With a sound strategy in place to satisfy the educated elite, a shrewd
Indian politician could parlay market economics into a strong nationalist
appeal to the masses. It could go something like this: "Centuries before our
India became a united nation, our people were engaged in trade with much
of the known world. We held our own in the spice trade and along the Silk
Road until the British came in and exploited us. We chased the British out
a long time ago and we will never again allow outsiders to come here and
exploit us. But we need to buy essential goods from the rest of the world
and sell our goods outside India. And it will help us grow into an even
stronger nation if foreigners invest their money in our country. We can
compete in world trade. We have done it before. We can do it again."
I kept waiting to hear an Indian politician of any ideological stripe say
something like that. I never did.
"They ain't ready," concluded an American diplomat who arrived in New
Delhi during the giddy days of economic optimism and left as it was
waning. That diplomat predicted a generation, maybe two, would pass
before India's leaders get the nation's economic act together.

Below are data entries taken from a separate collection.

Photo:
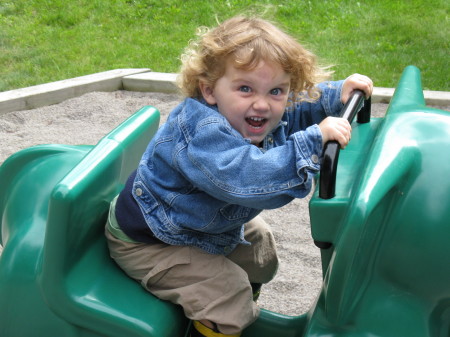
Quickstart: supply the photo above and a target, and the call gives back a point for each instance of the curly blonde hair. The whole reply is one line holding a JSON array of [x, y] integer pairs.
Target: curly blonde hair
[[248, 41]]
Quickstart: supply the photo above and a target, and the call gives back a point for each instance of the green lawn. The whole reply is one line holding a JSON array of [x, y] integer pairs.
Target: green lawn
[[48, 40]]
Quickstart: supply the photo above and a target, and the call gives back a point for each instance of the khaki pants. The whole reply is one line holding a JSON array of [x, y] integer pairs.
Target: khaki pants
[[212, 287]]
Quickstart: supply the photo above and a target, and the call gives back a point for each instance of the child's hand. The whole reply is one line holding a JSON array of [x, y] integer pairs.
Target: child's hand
[[336, 128], [356, 82]]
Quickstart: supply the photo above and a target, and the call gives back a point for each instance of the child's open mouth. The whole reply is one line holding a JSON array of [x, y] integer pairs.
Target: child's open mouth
[[256, 122]]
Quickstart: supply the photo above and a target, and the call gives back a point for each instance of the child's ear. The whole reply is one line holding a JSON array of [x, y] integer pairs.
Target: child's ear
[[207, 93]]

Even that strained measure of optimism springs from faith in what should
be the pride of India, an entrenched democracy that is not only the world's
largest but also the oldest in a developing country. My gut tells me that if
Indian politicians debate it long enough, as they most surely will, they'll get
it right. But as they say in India, "That will take some time."
Kenneth Cooper, who just completed a three-year tour as New Delhi
bureau chief, reports on domestic education issues for The Post.